Box 1: Patients with non-valvular atrial fibrillation after discharge for COVID-19 infection: considerations for anticoagulation therapy.

‘Biologic’ safety of DOACs versus VKA, as no anticoagulation control is required Hepatotoxicity of COVID-19 infection and antiviral therapy in mid- and long-term evolution Renal function at discharge (creatinine clearance according to Cockcroft–Gault formula) High thrombogenicity of COVID-19: select the most effective DOAC, preferably in a twice-daily regimen Arrhythmogenicity of COVID-19: increased risk of new-onset atrial fibrillation that requires oral anticoagulation – DOACs over VKA, as DOACs facilitate sanitary education and medication adherence DOACs with a specific reversal agent may be helpful in reducing the impact of healthcare system underuse occurring during the COVID-19 pandemic

DOACs, direct oral anticoagulants; VKA, vitamin K antagonists.

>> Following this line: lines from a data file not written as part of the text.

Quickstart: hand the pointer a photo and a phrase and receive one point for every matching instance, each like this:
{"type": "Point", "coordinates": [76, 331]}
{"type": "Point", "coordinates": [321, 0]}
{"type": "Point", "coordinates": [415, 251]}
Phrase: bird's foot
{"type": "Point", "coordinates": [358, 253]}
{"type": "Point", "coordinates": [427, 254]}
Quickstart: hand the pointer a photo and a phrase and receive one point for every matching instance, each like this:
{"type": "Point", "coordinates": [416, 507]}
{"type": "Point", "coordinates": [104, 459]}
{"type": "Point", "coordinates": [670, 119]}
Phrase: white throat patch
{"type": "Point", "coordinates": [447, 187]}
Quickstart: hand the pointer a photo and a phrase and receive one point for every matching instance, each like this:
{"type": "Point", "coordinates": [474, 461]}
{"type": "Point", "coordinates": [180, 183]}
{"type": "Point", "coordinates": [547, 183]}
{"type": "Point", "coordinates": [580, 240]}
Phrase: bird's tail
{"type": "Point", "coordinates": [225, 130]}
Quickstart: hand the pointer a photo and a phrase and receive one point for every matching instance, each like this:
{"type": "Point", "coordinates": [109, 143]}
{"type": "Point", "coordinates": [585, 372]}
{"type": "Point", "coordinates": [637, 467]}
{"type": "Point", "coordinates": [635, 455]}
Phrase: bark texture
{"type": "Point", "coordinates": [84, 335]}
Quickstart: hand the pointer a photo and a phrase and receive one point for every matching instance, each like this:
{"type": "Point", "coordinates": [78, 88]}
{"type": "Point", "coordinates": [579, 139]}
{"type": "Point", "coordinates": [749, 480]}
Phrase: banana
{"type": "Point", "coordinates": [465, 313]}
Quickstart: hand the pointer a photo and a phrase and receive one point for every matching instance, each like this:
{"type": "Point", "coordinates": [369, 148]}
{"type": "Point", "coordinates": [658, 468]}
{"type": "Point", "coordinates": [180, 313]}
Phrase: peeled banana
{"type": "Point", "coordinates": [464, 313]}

The Anticoagulation at discharge with Non-VKA after COVID-19 pNeumonIa and Based on Abnormalities of Liver’s parameters (ANIBAL) protocol is a simple approach that considers liver and renal function as well as the product label of DOACs in order to facilitate the choice of anticoagulation therapy at discharge after hospitalization for COVID-19 (Figure 2). Thus, in patients with a normal liver function and a creatinine clearance rate of >30 mL/min, dabigatran is recommended in order to reduce the risk of drug–drug interactions, drug-induced hepatotoxicity, and bleeding. In case with a creatinine clearance rate between 15 and 30 mL/min, edoxaban 30 mg should be preferred. The same recommendations apply for patients with elevated transaminases at ≤2 times upper limit of normal (ULN); by contrast, in patients with elevated transaminases at >2 × ULN, LMWH is recommended until transaminases decrease to ≤2 × ULN (in this case, act as previously recommended).

Figure 2.

Algorithm approach for patients with non-valvular atrial fibrillation at discharge after COVID-19 infection – the ANIBAL protocol.

LMWH, low-molecular-weight heparin; ULN, upper limit of normal.

Conclusions

Patients with COVID-19 infection have a high risk of arterial and venous thrombotic complications. On the other hand, the risk of AF is increased in these patients. Switching to LMWH has been recommended during hospitalization for COVID-19 infection. However, at discharge, the prescription of DOACs may offer some advantages over VKAs. Considering that dabigatran has shown a good efficacy and safety profile, seems to have a low risk of hepatotoxicity, is not metabolized by cytochrome P450, and has a specific reversal agent, it may be considered as a first-line choice for oral anticoagulation at discharge after COVID-19 infection.